How to install and run open source LLM’s locally using Ollama and integrate it into VSCode editor for assisted code completion etc.

Ollama is a tool that allows you to run open-source large language models (LLMs) locally on your machine to provide flexibility in working with different models

You can view a list of supported models here.

Running Ollama

For me running Ollama locally is a simple as executing the following in a terminal:

nix shell nixpkgs#ollama --command ollama serve

This will download Ollama and start the server. If all good at this point you should see in the terminal output that it is Listening on 127.0.0.1:11434. If you open that URL in a browser then you should see Ollama is running. To run a specific model, browse to the Ollama models library and pick one that suits your needs. For example:

nix shell nixpkgs#ollama run llama2

Llama 2 is released by Meta Platforms, Inc. This model is trained on 2 trillion tokens, and by default supports a context length of 4096. Llama 2 Chat models are fine-tuned on over 1 million human annotations, and are made for chat.

Interaction

After running the model as shown above, once it finishes downloading it will provide you with a prompt to start chatting:

>>> hello
Hello! It's nice to meet you. Is there something I can help you with or would you like
to chat?

>>> Send a message (/? for help)

There is also an API available that you can send requests to:

curl http://localhost:11434/api/generate -d '{
  "model": "llama2",
  "prompt": "Hello"
}'

You can view the API docs here.

To install a different model, repeat the run command above, specifying a different model:

nix shell nixpkgs#ollama --command ollama run codellama "Write me a PHP function that outputs the fibonacci sequence"
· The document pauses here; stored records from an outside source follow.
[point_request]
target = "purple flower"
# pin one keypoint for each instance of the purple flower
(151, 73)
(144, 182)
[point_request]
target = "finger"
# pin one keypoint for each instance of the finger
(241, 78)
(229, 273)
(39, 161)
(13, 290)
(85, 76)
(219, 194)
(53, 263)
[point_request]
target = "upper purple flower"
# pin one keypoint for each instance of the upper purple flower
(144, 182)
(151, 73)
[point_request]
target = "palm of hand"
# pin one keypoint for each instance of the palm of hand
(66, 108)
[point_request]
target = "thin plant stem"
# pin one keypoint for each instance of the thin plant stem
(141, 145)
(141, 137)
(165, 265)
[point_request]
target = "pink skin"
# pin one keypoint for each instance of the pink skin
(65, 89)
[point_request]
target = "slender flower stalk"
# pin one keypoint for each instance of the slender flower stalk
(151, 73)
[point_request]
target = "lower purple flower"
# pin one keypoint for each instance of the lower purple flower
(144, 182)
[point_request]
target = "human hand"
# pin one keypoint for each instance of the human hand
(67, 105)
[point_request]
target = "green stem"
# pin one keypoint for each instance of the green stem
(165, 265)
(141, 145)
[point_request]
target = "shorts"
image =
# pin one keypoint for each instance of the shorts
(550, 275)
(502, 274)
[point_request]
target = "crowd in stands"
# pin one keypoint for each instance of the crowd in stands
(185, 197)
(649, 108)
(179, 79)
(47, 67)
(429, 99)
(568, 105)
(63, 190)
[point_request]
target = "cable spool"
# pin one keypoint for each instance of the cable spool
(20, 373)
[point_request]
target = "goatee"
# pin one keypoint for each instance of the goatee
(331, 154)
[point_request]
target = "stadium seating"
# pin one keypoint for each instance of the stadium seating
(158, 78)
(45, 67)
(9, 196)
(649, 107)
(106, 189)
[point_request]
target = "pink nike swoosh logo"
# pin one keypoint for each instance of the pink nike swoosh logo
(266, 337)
Here is a PHP function that outputs the Fibonacci sequence:
```
function fibonacci($n) {
    if ($n <= 1) {
        return $n;
    } else {
        return fibonacci($n-1) + fibonacci($n-2);
    }
}
```
This function takes an integer `$n` as input and returns the `n`-th number in the
Fibonacci sequence. The function is based on the recurrence relation for the Fibonacci
sequence, which states that each number is equal to the sum of the previous two numbers.
The function uses a recursive approach, where it calls itself with the previous two
numbers as input until it reaches the desired output.

For example, if we call the function with `$n = 5`, it will return `8`, since `8` is the
fifth number in the Fibonacci sequence.
```
echo fibonacci(5); // Output: 8
```
Note that this function has a time complexity of O(`2^n`), which means that the running
time grows very quickly as the input increases. This is because each call to the
function creates a new stack frame, and the function calls itself with smaller inputs
until it reaches the base case. As a result, the function can become very slow for large
values of `n`.

To see a list of installed models:

nix shell nixpkgs#ollama --command ollama list

Integration with VSCode

Install and configure the llama-coder extension from the VSCode marketplace.

Llama Coder is a better and self-hosted Github Copilot replacement for VS Studio Code. Llama Coder uses Ollama and codellama to provide autocomplete that runs on your hardware.

I’ll do a follow up on this with my findings later, after I have some more time using this and compared other models.